Molto famosa già nel corso della sua breve esistenza (nasce a Venezia nel 1879 e vi muore nel 1933) Emma parla veneziano, inglese e francese, gira il mondo e gode di fama internazionale tanto che di lei il Giornale d'Italia scrive che è "tra i pittori più interessanti e personali… pittori e non pittrici perché Emma è un artista tale da non aver bisogno di simile distinzione". Una fama che la porta ad esporre – e a vendere – soprattutto in Europa e in America ma che nel tempo si va affievolendo, tanto che oggi è solo grazie alla pazienza certosina della curatrice Myriam Zerbi se si è potuta realizzare questa esposizione che vuole ridare all'artista il giusto riconoscimento. In mostra a Villa Pisani ci sono opere provenienti da alcuni musei ma specialmente dalle numerosissime collezioni private.
Materia e luce, pennellate e spatolate che accennano a figure e a paesaggi, sia che descriva la contemporaneità sia che si rifugi nel passato, la Ciardi riesce a donarci dei piccoli deliziosi camei. Le sue damine e i suoi cavalieri sono manichini che ella stessa abbiglia secondo la foggia dell'epoca e poi ritrae in studio, dopo aver realizzato "en plein air" il paesaggio destinato ad accoglierli.
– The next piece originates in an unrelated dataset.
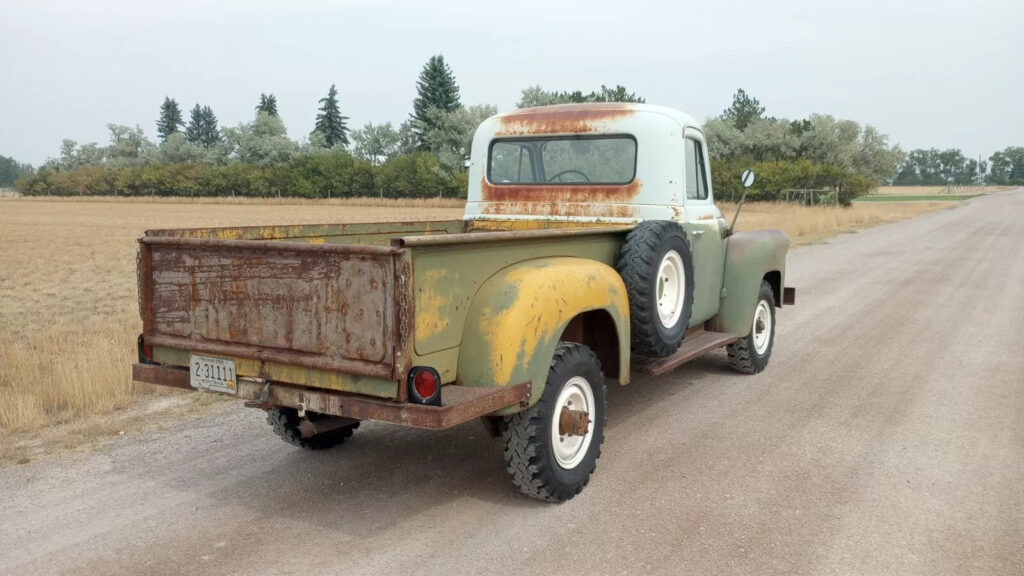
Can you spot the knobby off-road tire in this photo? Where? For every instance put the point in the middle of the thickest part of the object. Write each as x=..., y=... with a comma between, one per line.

Lavora spesso utilizzando anche la macchina fotografica (come già fece Canaletto) per rubare attimi e angoli di una Venezia che poi ricrea sulla tela per "l'arte di giocondare la pupilla". Duecento anni dopo Rosalba Carriera, Emma Ciardi ci riporta insomma la sua Venezia fatta di luce.
Di tutto questo mondo più reale del reale, della venezianità lirica che filtra dalle opere e dalla biografia dell'artista dà conto in maniera puntuale anche il volume di Myriam Zerbi presentato in occasione della mostra: Emma Ciardi. Il giardino dell'amore: la vita e le opere di una pittrice veneziana.